My disclosures are that I received an honorarium for this presentation and I have published and presented numerous times on this topic.
Who Pays for SLP Services?
If we ask who pays for services, if we start at the bottom, the easiest is private pay. That is a clinic or a practice or an outpatient department where somebody is willing to write you a check or hand you a credit card or give you cash for the services that are rendered.
We will not spend any time on that, because there really are not any rules for that. You set your own fees, you determine how to collect the money, et cetera. I guess, in an ideal world, somebody might have a clinic that did nothing but private pay.
We are going to spend our time on the top three payers and those are Medicaid, Medicare and all of its parts, and private insurance. When you group all those together you call them “Third party payers.” I often wonder why they are not called second party payers, if the patient is the first party. But I think it is that the patient is the first party, the provider is the second party, and now you have a third party kind of in the room with you, even though they are not physically represented, and that is the person that is paying for the service. That is why we call them third party payers.
Let's start with the big two, Medicaid and Medicare as healthcare payment systems. I want to start at the top with how laws are passed and how that trickles down to regulations that directly impact us. Congress is the one that passes a law to establish and modify big programs like Medicaid and Medicare, but of course, even though the laws that they write are sometimes as thick as telephone books, they cannot have all of the detail that is needed in order to administer the program.
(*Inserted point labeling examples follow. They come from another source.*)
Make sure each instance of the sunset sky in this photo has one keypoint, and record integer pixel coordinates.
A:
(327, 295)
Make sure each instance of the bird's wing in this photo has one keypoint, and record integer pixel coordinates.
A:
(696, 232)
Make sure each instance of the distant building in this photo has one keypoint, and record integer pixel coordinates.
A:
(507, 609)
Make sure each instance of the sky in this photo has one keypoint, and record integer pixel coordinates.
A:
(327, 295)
Therefore, somebody needs to write regulations (we would call them rules) about all the different ins and outs of the program. For Medicaid and Medicare, that is turned over to an entity called the Centers for Medicaid and Medicare Services, or CMS. It is a huge bureaucratic agency outside Baltimore, Maryland. I have had the chance to go there a couple of times for meetings. It is what you would picture: floor after floor of rooms around the outside, with windows where the managers sit. Then there is a huge room in the middle full of cubicle after cubicle. That is probably how you would picture a big bureaucracy that writes regulations, and you would be right.
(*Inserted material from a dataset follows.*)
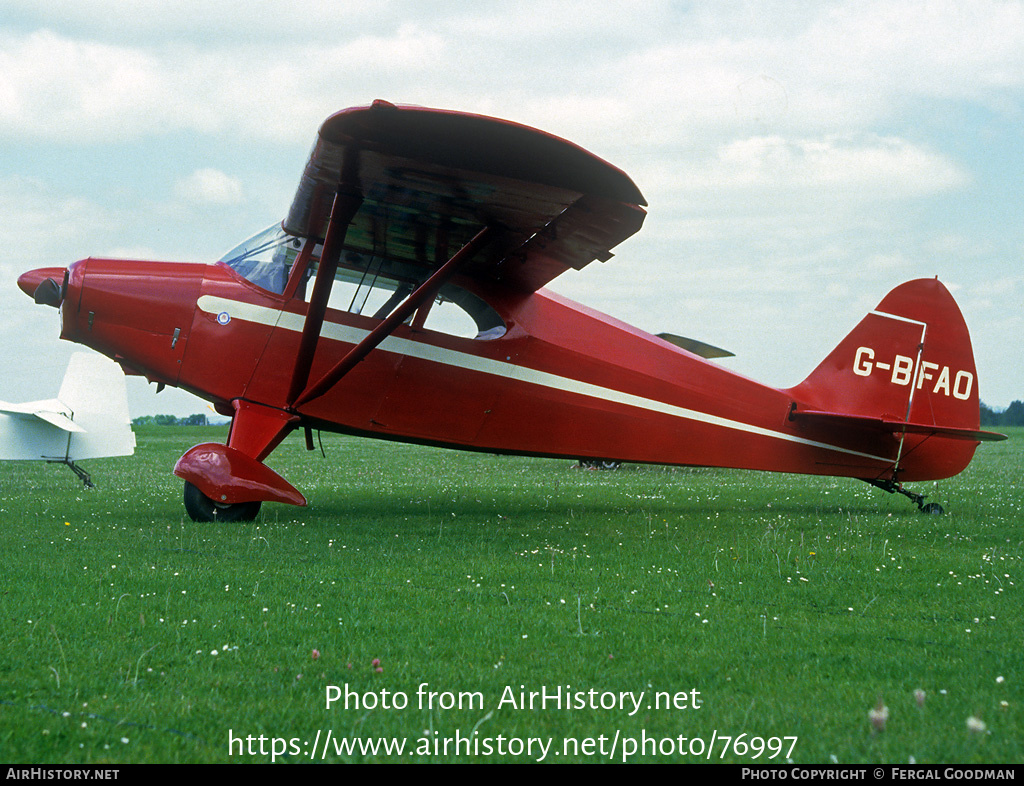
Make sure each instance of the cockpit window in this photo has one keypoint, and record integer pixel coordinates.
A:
(265, 258)
(360, 288)
(364, 284)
Because it is probably really too much for CMS to totally administer these programs, they contract with insurance companies around the country that are called Medicare Administrative Contractors (MACs). These MACs then run the program, usually over a couple of states. Although they have to follow all the national rules that are written, they sometimes write different, additional rules. As a result, there are different services that are covered in the southwest, for example, versus the northeast. They also write documents called Local Coverage Determinations or LCDs. If you see a Medicare patients and you have not seen an LCD, find out who at your facility gets that LCD and how to get your hands on it, because those contain very specific interpretations that would help you know what is and is not covered.
Medicaid
Medicaid started back in 1965 as part of Title 19 of the Social Security Act. This is something that Congress passed. It was a partnership funded jointly between the states and the federal government. More than half is funded by the federal government. It is in every state in the union and it provides free or low cost care for individuals who qualify: low incomes, families and children, women who are pregnant, the elderly, and people with disabilities.
Federal law requires certain populations to be covered but then states can set individual eligibility criteria within those minimum standards; it give states flexibility to cover other optional eligibility groups. That is one of the things that makes it challenging in a course like this to talk about Medicaid in much detail, because I might share something about Kentucky Medicaid that would have nothing to do with Iowa Medicaid.
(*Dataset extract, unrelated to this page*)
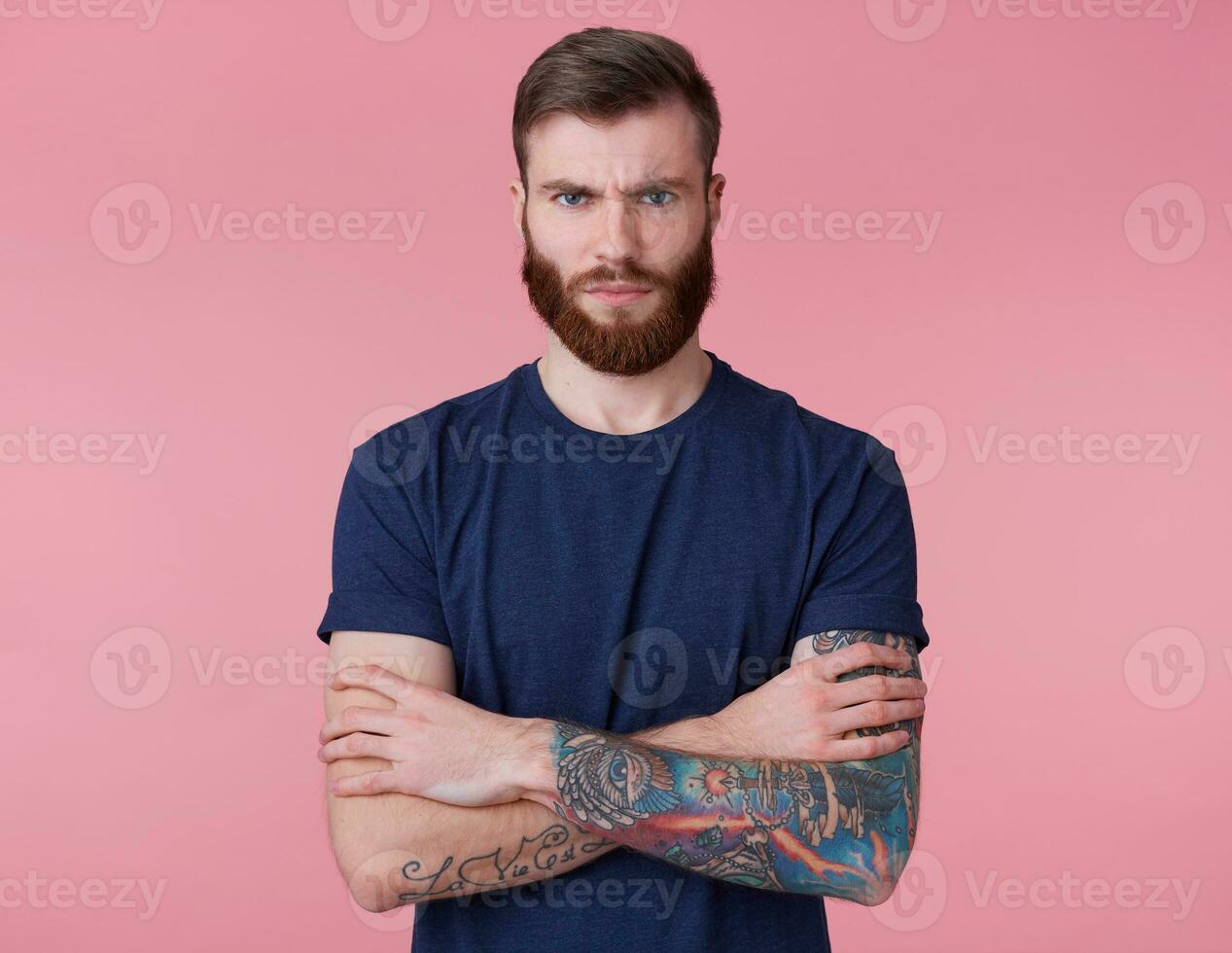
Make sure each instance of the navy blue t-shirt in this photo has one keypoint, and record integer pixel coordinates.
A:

I am going to try to limit my comments about Medicaid to things that are standard across all the states. One of those is something called EPSDT or Early and Periodic Screening, Diagnosis and Treatment. This is the mandatory service that pays for most of the therapies that are provided to children with Medicaid that we see. I like to think of Medicaid as one great big bank account, but it has separate sub-accounts. There are sub-accounts where a certain amount of money would come to pay for something like therapies.
Other services are optional, like rehab and other different kinds of therapies. Each state’s Medicaid can decide if they are going to pay for those or not.